Gruppo di attrici in un interno
Chi può dire esattamente quando un'attrice abbia smesso di recitare? Nella vita privata quali dei suoi atteggiamenti sono espressione della sua naturale spontaneità, o frutto di una maschera artificiosa che permane anche oltre i confini del set? Molto spesso le vicende personali delle star, inclusi i loro matrimoni e i divorzi, appaiono più fittizi di quelli dei personaggi da essi incarnati sullo schermo. Questi e altri interrogativi suscita la visione di The Actresses, esperimento meta-cinematografico di Lee Je-yong che si situa in maniera del tutto unica (per il panorama sudcoreano, ma non solo) al confine tra documentario e finzione. Sei note attrici coreane, appartenenti a diverse generazioni, sono convocate su un set fotografico durante la vigilia di Natale per celebrare con un servizio speciale l'anniversario del magazine Vogue. Il film è il semplice resoconto del dietro le quinte di questo evento, ma è al tempo stesso anche un'indagine sul mondo dello spettacolo e dello star system coreano, e una riflessione tutt'altro che banale sull'impossibilità di discernere tra apparenza ed autenticità, nel cinema così come nella vita.
The Actresses si caratterizza per un impianto della messa in scena del tutto ibrido e difficilmente decifrabile. Da una parte il film appare come una fedele cronaca documentaria, dal momento che ciascun personaggio (non solo le attrici, ma anche tutto lo staff al servizio di Vogue) si limita a impersonare se stesso. D'altro canto, si tratta anche di un'opera dalla sceneggiatura rigidamente scritta, che circoscrive uno sviluppo narrativo del tutto fittizio. Come interpretare allora il film? Probabilmente la soluzione migliore è quella di considerare The Actresses come un omaggio alla straordinaria ricchezza e molteplicità di sfumature che possiede l'arte della recitazione, e come un monumento alle diverse forme di fascino e bellezza incarnate dalle sei attrici.
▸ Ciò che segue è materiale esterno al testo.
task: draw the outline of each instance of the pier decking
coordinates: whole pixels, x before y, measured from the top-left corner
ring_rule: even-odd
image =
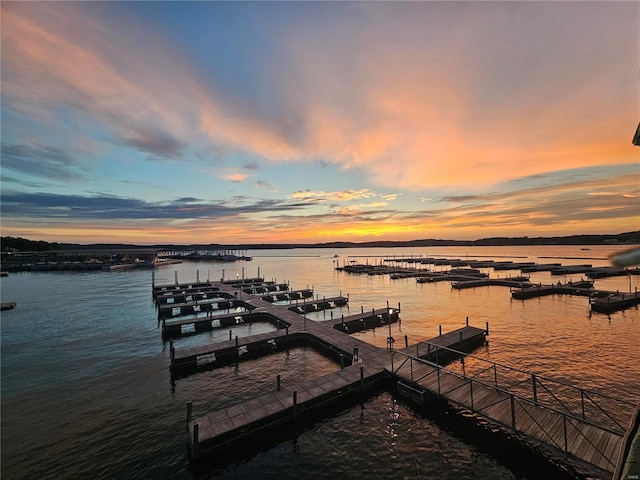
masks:
[[[314,334],[309,335],[318,335],[316,340],[320,342],[335,342],[334,348],[342,352],[341,355],[349,356],[351,365],[302,382],[293,391],[277,391],[195,419],[191,418],[190,406],[187,429],[192,457],[209,456],[231,444],[237,444],[248,435],[293,422],[311,409],[337,403],[345,396],[366,392],[379,382],[388,380],[385,366],[389,357],[386,351],[335,330],[335,333],[331,332],[329,329],[316,328]],[[461,336],[468,341],[472,337],[476,341],[484,341],[484,332],[482,329],[463,327],[432,341],[455,345]],[[266,339],[267,335],[260,337]],[[273,335],[270,339],[277,337]]]
[[[423,403],[426,395],[445,398],[518,433],[550,444],[576,458],[613,472],[624,430],[610,429],[495,384],[441,365],[396,352],[390,370],[399,377],[399,391]],[[542,391],[542,388],[538,386]],[[630,404],[630,408],[633,406]]]
[[[485,329],[472,327],[467,319],[467,326],[445,334],[440,332],[437,337],[417,345],[408,345],[405,336],[404,348],[395,349],[391,324],[399,321],[399,305],[397,309],[390,308],[388,303],[386,308],[365,310],[361,307],[361,312],[355,315],[339,319],[332,315],[330,321],[312,321],[300,314],[304,313],[304,308],[301,311],[291,304],[276,304],[253,293],[245,294],[246,283],[232,286],[216,282],[215,287],[220,289],[218,294],[226,293],[233,296],[234,302],[242,302],[246,312],[229,313],[214,319],[212,315],[198,318],[198,322],[207,323],[200,326],[194,323],[196,331],[213,328],[213,320],[219,320],[220,326],[223,322],[233,326],[248,319],[272,322],[276,330],[244,338],[233,338],[230,330],[227,341],[195,347],[174,348],[172,343],[173,378],[298,345],[312,345],[325,351],[339,360],[340,370],[300,382],[287,391],[278,387],[273,393],[219,411],[199,412],[197,416],[193,415],[194,406],[189,403],[188,447],[193,459],[222,452],[239,441],[275,427],[314,418],[321,415],[325,407],[363,399],[383,385],[395,388],[421,404],[436,397],[444,399],[529,439],[527,441],[543,442],[606,472],[613,472],[615,468],[624,435],[624,420],[616,417],[620,412],[624,414],[632,410],[625,402],[618,401],[618,406],[624,404],[622,408],[607,412],[603,403],[595,400],[600,394],[562,384],[563,388],[579,392],[576,404],[576,401],[565,400],[562,394],[554,393],[554,380],[516,369],[511,370],[524,375],[524,380],[499,381],[498,364],[493,362],[477,373],[465,372],[465,363],[461,362],[462,372],[456,371],[455,364],[449,362],[454,358],[464,358],[483,343],[488,335],[488,324]],[[578,287],[574,284],[571,288]],[[346,298],[305,300],[298,302],[297,307],[311,304],[314,308],[319,305],[331,308]],[[167,325],[179,325],[181,328],[183,324],[195,321],[165,322],[164,328]],[[354,328],[348,328],[350,325]],[[345,334],[357,331],[356,325],[362,328],[386,328],[388,325],[387,349]],[[493,372],[493,377],[489,380],[483,378],[486,372]],[[523,385],[531,385],[531,392],[527,393]],[[614,398],[607,400],[615,401]],[[591,414],[592,406],[595,406],[595,415]]]

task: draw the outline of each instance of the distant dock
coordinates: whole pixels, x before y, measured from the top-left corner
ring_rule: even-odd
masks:
[[[487,279],[474,281],[486,282]],[[574,292],[564,292],[571,294],[575,294],[576,289],[589,291],[590,282],[584,283],[549,286],[549,291],[553,292],[553,288],[573,289]],[[502,285],[512,286],[511,283]],[[225,301],[230,305],[243,308],[242,312],[218,315],[208,312],[201,317],[163,320],[165,336],[180,334],[178,329],[188,324],[193,325],[195,333],[230,328],[228,340],[208,345],[175,348],[171,342],[170,370],[174,380],[297,346],[312,346],[334,358],[340,366],[336,372],[299,382],[286,391],[280,388],[278,378],[273,392],[213,412],[199,412],[198,406],[189,402],[186,430],[189,455],[194,461],[223,455],[228,448],[261,436],[266,438],[283,426],[317,421],[337,406],[363,401],[372,392],[387,389],[421,405],[434,399],[444,400],[527,442],[543,442],[560,454],[570,455],[607,474],[617,465],[631,404],[479,357],[474,357],[465,370],[464,358],[485,342],[488,323],[485,328],[473,327],[467,318],[462,328],[445,333],[440,330],[438,336],[415,345],[409,345],[405,336],[404,345],[400,345],[401,342],[396,344],[391,330],[393,323],[400,322],[400,305],[397,308],[388,303],[381,308],[361,307],[360,313],[340,317],[331,311],[330,320],[312,321],[305,316],[310,309],[332,310],[348,297],[339,295],[309,301],[305,298],[295,305],[290,299],[278,303],[271,294],[262,292],[263,287],[255,279],[176,283],[173,288],[178,296],[182,295],[178,291],[190,289],[192,295],[197,295],[206,289],[212,295],[228,299]],[[547,291],[542,286],[521,290],[528,291],[528,288],[533,288],[537,295]],[[171,286],[154,286],[154,298],[167,297],[171,289]],[[309,309],[300,308],[301,305]],[[177,304],[177,307],[183,305]],[[255,321],[270,322],[273,331],[243,338],[233,335],[234,326]],[[365,328],[388,328],[387,348],[349,335]],[[461,367],[457,362],[451,364],[458,358]],[[483,362],[486,366],[470,371]]]

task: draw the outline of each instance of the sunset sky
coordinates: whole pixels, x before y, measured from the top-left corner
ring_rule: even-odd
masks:
[[[2,2],[2,235],[640,229],[640,2]]]

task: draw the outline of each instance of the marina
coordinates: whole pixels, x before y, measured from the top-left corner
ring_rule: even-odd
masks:
[[[34,272],[3,279],[3,297],[20,304],[19,308],[3,312],[2,319],[3,415],[12,412],[3,417],[2,434],[14,439],[13,443],[3,442],[3,478],[24,478],[25,474],[32,478],[70,478],[80,472],[94,478],[113,478],[126,476],[133,470],[140,472],[140,478],[167,475],[185,479],[247,478],[259,477],[265,465],[278,465],[279,478],[287,480],[300,475],[313,477],[320,471],[346,478],[356,470],[378,472],[372,477],[376,479],[397,475],[428,478],[427,472],[438,472],[433,473],[438,478],[471,479],[480,474],[482,478],[608,480],[614,469],[609,462],[620,465],[623,460],[618,458],[628,457],[627,445],[632,444],[632,436],[630,429],[622,433],[635,410],[632,405],[637,405],[640,398],[637,384],[631,380],[640,374],[634,363],[637,350],[633,346],[640,341],[636,329],[638,310],[634,306],[607,316],[591,317],[590,305],[585,305],[585,299],[590,297],[558,294],[535,301],[513,301],[511,285],[457,289],[447,281],[419,283],[416,279],[420,277],[350,275],[332,268],[337,263],[333,253],[292,252],[290,260],[282,262],[286,253],[276,252],[270,257],[250,252],[254,264],[259,262],[261,269],[290,279],[277,285],[314,286],[308,288],[311,296],[298,299],[298,305],[339,297],[348,298],[348,302],[342,306],[331,302],[329,308],[309,307],[309,311],[298,313],[290,310],[295,307],[295,300],[271,302],[262,298],[268,293],[253,293],[253,287],[261,284],[267,291],[273,286],[259,275],[243,279],[242,264],[235,269],[225,264],[222,275],[214,264],[182,263],[175,267],[177,273],[173,269],[155,270],[156,286],[164,285],[158,289],[156,298],[179,307],[214,299],[227,302],[237,299],[255,308],[249,311],[236,306],[242,310],[194,312],[167,318],[169,324],[174,321],[186,324],[181,326],[180,335],[165,340],[162,321],[157,318],[164,304],[149,298],[150,278],[154,277],[151,271]],[[370,264],[378,264],[387,254],[384,249],[359,249],[353,253],[360,258],[373,256]],[[532,252],[483,249],[469,251],[470,259],[472,253],[477,253],[474,258],[492,255],[499,258],[497,255],[509,253],[512,257],[505,260],[518,261],[527,260],[523,253],[528,253],[530,259],[536,255],[577,256],[566,248]],[[593,253],[594,257],[608,257],[606,251]],[[460,254],[460,249],[457,254],[455,249],[442,254],[460,260],[466,256],[464,250]],[[406,256],[397,256],[400,257],[410,258],[408,252]],[[603,263],[594,261],[594,268],[606,266]],[[422,269],[423,265],[419,265]],[[428,272],[429,265],[424,267]],[[193,281],[196,268],[208,272],[206,281],[200,281],[197,274]],[[475,268],[490,275],[474,282],[500,275],[490,266]],[[178,283],[178,275],[189,281]],[[222,285],[209,277],[226,280]],[[496,280],[525,281],[517,277],[500,275]],[[527,278],[535,285],[557,286],[557,279],[550,272],[533,272]],[[24,290],[14,288],[21,285]],[[634,275],[600,278],[595,282],[599,291],[618,290],[621,294],[633,291],[636,286]],[[22,293],[34,289],[42,293],[38,296]],[[87,295],[88,290],[92,295]],[[127,302],[116,301],[124,298],[125,292]],[[179,298],[184,292],[188,295]],[[349,294],[335,296],[336,292]],[[324,293],[328,295],[324,297]],[[201,294],[206,297],[200,297]],[[49,300],[45,304],[40,298]],[[393,300],[391,308],[398,312],[397,318],[383,317],[385,310],[388,313],[386,299]],[[210,328],[203,325],[201,330],[190,323],[196,318],[201,321],[219,314],[228,315],[224,327],[221,319],[213,319]],[[254,315],[262,316],[256,321],[244,318]],[[357,318],[362,315],[363,319]],[[241,317],[242,321],[235,317]],[[450,338],[448,347],[437,346],[440,336],[452,332],[455,336],[460,329],[474,328],[464,326],[465,317],[470,325],[490,323],[491,335],[487,337],[490,341],[482,339],[475,345],[465,345],[463,334],[461,345]],[[339,330],[343,319],[347,325],[353,322],[349,333]],[[288,341],[286,324],[290,324]],[[298,332],[294,331],[296,325]],[[484,337],[487,327],[478,330]],[[334,338],[335,335],[338,336]],[[18,356],[13,353],[16,352],[13,345],[21,338],[25,343]],[[37,356],[30,359],[29,351],[34,355],[37,352]],[[178,367],[172,371],[172,351],[177,354],[174,358],[185,360],[189,351],[195,353],[195,368]],[[377,370],[369,369],[376,355],[381,359],[378,375]],[[354,361],[355,358],[358,360]],[[50,366],[57,375],[38,376],[36,365]],[[507,365],[522,373],[507,373]],[[360,383],[360,367],[364,388]],[[432,373],[424,379],[419,378],[429,371]],[[453,391],[441,388],[439,394],[438,375],[441,380],[447,379],[444,383],[448,390],[458,388]],[[332,382],[342,386],[327,396],[319,392],[316,396],[302,394],[314,388],[323,389]],[[28,393],[35,388],[38,393]],[[561,399],[564,406],[551,402],[553,396],[546,389]],[[292,420],[288,416],[292,412],[287,408],[293,406],[294,390],[299,414]],[[584,420],[581,392],[584,392]],[[284,415],[277,420],[284,422],[275,429],[275,436],[263,435],[260,428],[252,433],[253,427],[248,424],[243,441],[227,444],[228,438],[218,437],[221,443],[214,447],[212,455],[203,453],[185,468],[188,451],[185,441],[189,442],[193,435],[193,428],[187,432],[185,427],[189,402],[193,422],[212,415],[226,414],[232,418],[229,409],[234,406],[243,406],[245,414],[251,416],[249,407],[257,405],[255,400],[267,405],[265,397],[273,395],[282,404],[278,412]],[[594,413],[599,409],[589,397],[619,425],[599,418]],[[489,406],[489,400],[498,403]],[[70,405],[73,408],[69,409]],[[275,403],[268,408],[275,409]],[[531,417],[540,423],[535,427],[538,434]],[[49,420],[43,423],[43,418]],[[43,439],[55,442],[56,451],[67,459],[65,462],[52,463],[51,459],[61,457],[40,437],[27,443],[19,435],[25,427],[34,428],[34,422],[40,425]],[[581,425],[589,428],[584,430]],[[78,434],[70,434],[72,426],[79,430]],[[271,427],[265,428],[264,432],[273,431]],[[595,429],[594,436],[588,432],[591,428]],[[585,437],[578,429],[593,445],[586,440],[581,443],[580,438]],[[204,436],[206,430],[198,432],[199,439],[208,438]],[[479,431],[484,433],[476,436]],[[135,450],[127,447],[132,444],[137,446]],[[231,445],[236,447],[229,448]],[[614,455],[616,445],[618,454]],[[513,453],[514,449],[517,453]],[[225,453],[219,453],[222,451]],[[378,456],[367,453],[372,451],[384,452],[387,458],[384,465],[378,465]],[[512,453],[505,455],[507,451]],[[600,457],[598,452],[602,452]],[[336,461],[327,462],[330,457]],[[605,457],[607,461],[603,460]],[[547,474],[538,475],[537,468],[546,469]]]
[[[572,285],[572,288],[585,289],[590,286],[591,282],[583,281]],[[227,290],[232,288],[230,286],[219,284],[216,287],[231,294]],[[534,288],[538,295],[546,294],[546,289],[541,286]],[[568,287],[558,285],[556,288]],[[234,297],[237,297],[237,293]],[[331,307],[329,302],[325,303],[327,308]],[[397,389],[400,395],[419,404],[428,404],[433,398],[444,399],[517,432],[525,441],[533,439],[544,442],[602,471],[613,472],[616,468],[630,416],[616,419],[615,415],[633,411],[633,403],[620,402],[606,396],[604,400],[599,399],[598,403],[596,398],[603,397],[598,393],[560,383],[565,389],[579,392],[580,408],[574,410],[575,405],[571,406],[571,399],[552,391],[558,384],[554,380],[500,366],[501,369],[506,368],[529,377],[527,383],[531,385],[531,392],[525,388],[523,393],[522,388],[518,388],[522,382],[512,385],[507,385],[504,380],[499,382],[498,364],[495,362],[488,362],[489,367],[479,372],[492,370],[493,378],[490,380],[479,378],[478,374],[469,375],[464,369],[461,373],[447,368],[447,364],[456,358],[460,358],[464,365],[465,356],[485,341],[489,333],[488,323],[485,329],[470,327],[467,317],[466,327],[445,334],[440,330],[437,337],[421,341],[415,346],[410,346],[405,337],[404,349],[398,350],[391,334],[391,323],[392,318],[398,319],[399,308],[394,311],[387,306],[378,312],[372,309],[365,313],[362,307],[359,315],[346,319],[342,317],[338,324],[307,322],[304,316],[301,319],[298,315],[304,315],[305,309],[287,309],[286,306],[275,305],[258,297],[247,300],[244,308],[259,312],[263,318],[269,318],[277,330],[242,340],[237,336],[232,339],[230,330],[230,338],[226,342],[179,350],[172,344],[172,375],[180,378],[202,368],[216,368],[242,361],[243,358],[268,355],[298,345],[312,345],[330,352],[339,359],[340,371],[296,383],[294,389],[287,392],[281,391],[278,380],[276,392],[195,418],[193,403],[189,402],[188,445],[190,458],[194,461],[222,454],[240,442],[268,435],[277,428],[300,422],[305,416],[322,418],[323,409],[346,402],[349,398],[362,398],[367,392],[385,385],[388,389]],[[385,314],[388,314],[386,318]],[[366,328],[365,319],[377,317],[381,320],[378,327],[385,323],[389,326],[386,349],[373,347],[344,335],[352,330],[347,325],[357,323]],[[227,326],[244,322],[247,318],[249,317],[227,316]],[[196,329],[210,329],[210,321],[206,321],[206,327],[196,326]],[[166,325],[163,325],[163,332],[164,328]],[[615,402],[618,405],[612,407]],[[588,407],[605,415],[587,416]]]

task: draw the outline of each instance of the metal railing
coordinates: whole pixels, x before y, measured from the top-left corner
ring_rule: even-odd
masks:
[[[422,348],[421,348],[422,347]],[[460,357],[460,363],[448,370],[461,372],[476,381],[513,392],[536,405],[558,409],[569,416],[588,421],[600,428],[624,435],[636,404],[611,395],[580,388],[570,383],[470,355],[430,342],[416,346],[416,357],[425,355],[439,363],[440,351]]]
[[[444,347],[439,347],[444,348]],[[449,349],[450,350],[450,349]],[[461,352],[458,352],[461,353]],[[396,355],[400,355],[402,357],[401,361],[398,362],[395,357]],[[475,357],[477,358],[477,357]],[[487,368],[482,369],[482,371],[478,371],[475,375],[468,375],[466,372],[458,372],[448,367],[444,367],[442,365],[438,365],[437,363],[431,362],[429,360],[425,360],[422,358],[414,357],[413,355],[395,351],[391,354],[391,370],[392,373],[398,375],[399,377],[408,378],[414,384],[421,385],[423,388],[432,391],[433,393],[438,394],[439,396],[447,398],[449,401],[459,404],[465,408],[470,408],[472,412],[480,414],[484,417],[490,418],[494,421],[498,421],[504,424],[507,427],[512,428],[513,430],[520,431],[530,436],[534,436],[539,440],[545,441],[546,443],[555,446],[556,448],[563,450],[567,453],[571,453],[575,456],[578,456],[578,452],[575,451],[575,448],[572,448],[569,442],[569,437],[575,430],[578,436],[584,438],[586,442],[604,459],[607,464],[607,469],[615,468],[615,459],[611,459],[611,455],[607,455],[602,448],[596,445],[592,438],[587,436],[583,430],[580,428],[580,424],[583,425],[591,425],[601,430],[608,431],[615,435],[623,435],[625,431],[625,427],[621,426],[619,421],[614,420],[614,427],[612,428],[610,424],[602,425],[602,423],[597,422],[593,418],[589,418],[586,415],[586,405],[587,401],[595,404],[598,410],[601,410],[605,415],[604,418],[612,419],[612,415],[606,412],[601,406],[597,405],[593,400],[596,396],[601,396],[603,398],[613,399],[613,397],[599,394],[597,392],[588,391],[585,389],[581,389],[578,387],[574,387],[564,382],[559,382],[553,379],[547,379],[544,377],[536,376],[535,374],[531,374],[528,372],[524,372],[522,370],[518,370],[512,367],[508,367],[505,365],[500,365],[496,362],[491,362],[489,360],[483,360],[491,365]],[[408,364],[408,365],[407,365]],[[431,368],[424,369],[424,366],[428,366]],[[422,367],[422,368],[420,368]],[[510,371],[514,371],[520,375],[526,375],[528,378],[519,380],[515,384],[503,385],[500,383],[500,375],[498,373],[499,369],[508,369]],[[404,369],[408,372],[400,373],[400,371]],[[479,376],[483,373],[489,372],[493,377],[490,380],[486,380],[484,378],[479,378]],[[462,380],[457,385],[453,387],[449,387],[449,390],[443,390],[443,379],[446,376],[455,376]],[[425,386],[426,382],[431,377],[431,381],[433,382],[433,378],[435,377],[435,385],[432,387]],[[525,383],[528,383],[530,387],[530,392],[528,394],[523,394],[518,391],[513,391],[514,387],[522,386]],[[558,395],[553,393],[549,388],[552,384],[562,385],[564,387],[569,387],[573,390],[580,392],[580,401],[582,407],[582,411],[577,414],[570,408],[568,408],[567,402],[558,398]],[[496,392],[495,397],[490,403],[484,403],[482,405],[479,404],[478,394],[476,393],[476,398],[474,399],[474,385],[476,386],[476,392],[479,389],[483,389],[486,392],[486,388],[490,388]],[[538,386],[540,390],[538,390]],[[485,388],[482,388],[485,387]],[[458,400],[451,398],[452,394],[458,390],[463,388],[467,389],[467,394],[463,396],[462,399],[458,396]],[[546,392],[543,394],[542,392]],[[548,398],[552,398],[559,406],[551,406],[547,403],[547,394]],[[544,398],[543,398],[544,397]],[[476,402],[474,402],[476,400]],[[483,401],[486,400],[486,395],[483,396]],[[631,402],[626,402],[624,400],[617,400],[620,403],[623,403],[626,407],[626,410],[629,414],[633,413],[635,405]],[[510,412],[510,421],[503,421],[496,418],[495,415],[490,414],[487,410],[495,405],[498,405],[503,402],[508,402],[509,404],[509,412]],[[536,410],[534,413],[531,413],[531,406],[534,406]],[[527,408],[529,407],[529,408]],[[540,410],[537,410],[540,409]],[[562,428],[558,429],[557,426],[554,428],[546,427],[543,422],[540,422],[540,413],[542,412],[553,412],[558,419],[562,419]],[[534,435],[527,433],[523,430],[522,425],[528,422],[529,425],[535,424],[537,427],[537,431]],[[554,424],[554,422],[551,422]],[[584,451],[583,451],[584,453]],[[584,459],[587,460],[587,459]],[[587,460],[588,461],[588,460]],[[602,465],[601,465],[602,466]]]

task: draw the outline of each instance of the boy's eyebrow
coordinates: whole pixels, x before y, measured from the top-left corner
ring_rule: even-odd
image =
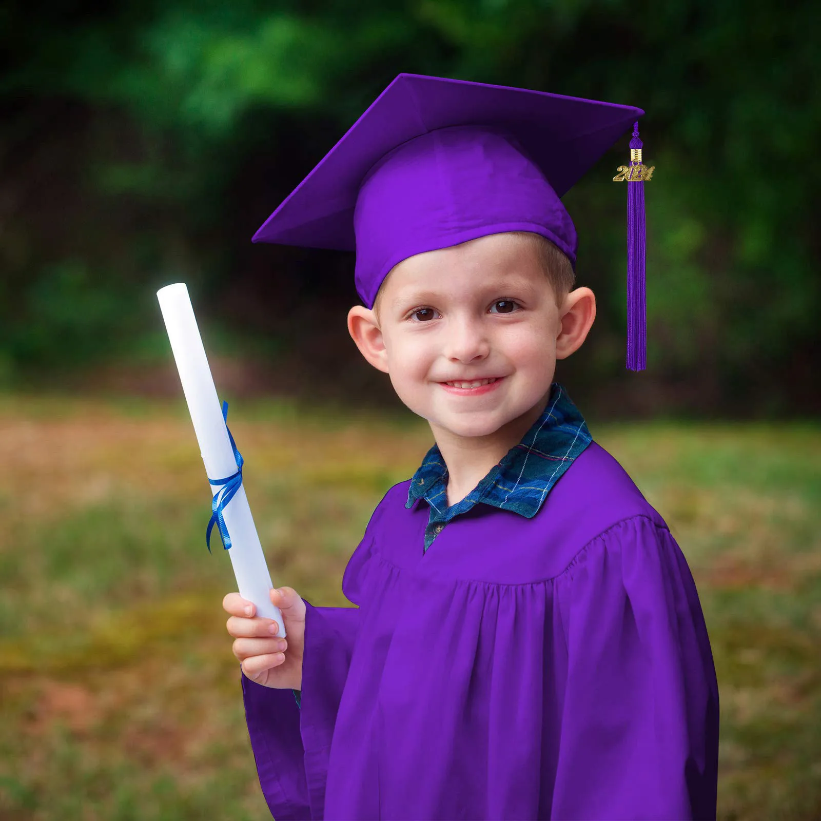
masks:
[[[533,291],[534,284],[533,282],[525,277],[511,277],[509,279],[506,279],[504,282],[492,282],[490,285],[485,286],[482,291],[507,291],[507,290],[516,290],[516,291]],[[408,291],[406,293],[398,294],[392,302],[392,305],[394,308],[398,308],[402,303],[406,302],[424,302],[426,300],[431,300],[435,301],[440,299],[441,294],[436,293],[434,291]]]

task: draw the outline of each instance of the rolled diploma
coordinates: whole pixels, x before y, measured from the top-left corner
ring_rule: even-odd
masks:
[[[167,285],[157,291],[160,310],[174,353],[177,369],[188,402],[194,423],[194,431],[200,444],[200,455],[205,463],[209,479],[225,479],[236,473],[236,460],[228,438],[222,417],[222,409],[217,397],[213,377],[205,356],[200,329],[194,316],[190,297],[185,282]],[[224,485],[209,484],[209,499]],[[271,574],[259,544],[248,506],[244,484],[234,494],[222,511],[225,525],[231,534],[231,563],[239,585],[240,595],[256,606],[256,615],[273,619],[279,625],[278,635],[285,637],[285,625],[279,608],[270,599]],[[219,525],[215,524],[211,534],[222,548]]]

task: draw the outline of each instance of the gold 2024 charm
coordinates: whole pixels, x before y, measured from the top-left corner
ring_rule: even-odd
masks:
[[[633,132],[633,136],[638,140],[638,123],[636,130]],[[641,143],[640,142],[640,145]],[[635,164],[634,164],[635,163]],[[618,173],[613,177],[613,182],[647,182],[653,177],[653,172],[656,170],[654,165],[648,167],[641,163],[641,149],[630,149],[630,165],[620,165],[616,169]]]
[[[642,165],[620,165],[616,170],[618,173],[613,177],[613,182],[647,182],[653,177],[656,167]]]

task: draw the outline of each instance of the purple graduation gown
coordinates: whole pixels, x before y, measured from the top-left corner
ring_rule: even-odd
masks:
[[[305,602],[301,710],[244,675],[289,819],[715,819],[718,688],[663,520],[595,442],[538,513],[476,504],[423,552],[409,482]]]

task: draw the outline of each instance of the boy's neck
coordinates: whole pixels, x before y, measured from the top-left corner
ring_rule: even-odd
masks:
[[[430,425],[447,469],[448,507],[465,498],[510,449],[521,442],[525,433],[544,412],[549,397],[548,388],[527,413],[511,420],[488,436],[462,437],[438,425]]]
Ciascuna delle protagoniste possiede una caratterizzazione psicologica che viene dettagliatamente sviluppata nel corso del film. All'inizio ognuna appare un po' distante dalle altre, e occupa una posizione specifica all'interno del gruppo come in una sorta di schema sociale. C'è l'ultima arrivata Kim Ok-vin, fresca del successo di Thirst ma ancora impacciata e inesperta; l'avvenente modella Kim Min-hee che, pur essendo ancora giovane, comincia già a sentirsi minacciata da nuove rivali; la star Choi Ji-woo, che si atteggia a diva internazionale perché ha ottenuto uno straordinario successo in Giappone; l'attrice in crisi Ko Hyun-jung, sovrappeso e ancora vittima del trauma da divorzio; la matura Lee Mi-suk e la matriarca Youn Yuh-jung, raffinata e affascinante nonostante l'età avanzata. All'inizio è come se ciascuna di loro recitasse davvero una parte ben specifica e si comportasse nei confronti della altre come se stesse leggendo le battute da un copione. Ma con il proseguire della giornata di lavoro, le sei attrici finiranno per avvicinarsi vicendevolmente e conoscersi meglio, complice anche una cena improvvisata in studio durante la vigilia di Natale. L'intera seconda parte del film si svolge, infatti, quasi interamente attorno a un tavolo, con le protagoniste che vivono un'esperienza quasi catartica liberandosi delle loro maschere e confessando le loro autentiche emozioni e paure. Pare allora, all'improvviso, svilupparsi per davvero un'autentica solidarietà e un'intimità reciproca. Solo a questo punto lo spettatore pensa che attorno al tavolo non siano sedute delle attrici, ma delle semplici ragazze e donne come tante altre. Ma chi ci dice che anche in questo caso non siamo di fronte a un inganno, a una straordinaria pantomima messa in opera da professioniste della simulazione? Sta proprio qui il fascino ambiguo e sfuggente di un film come The Actresses, capace di farci riflettere sulla bellezza illusoria e ingannevole del cinema (e della vita).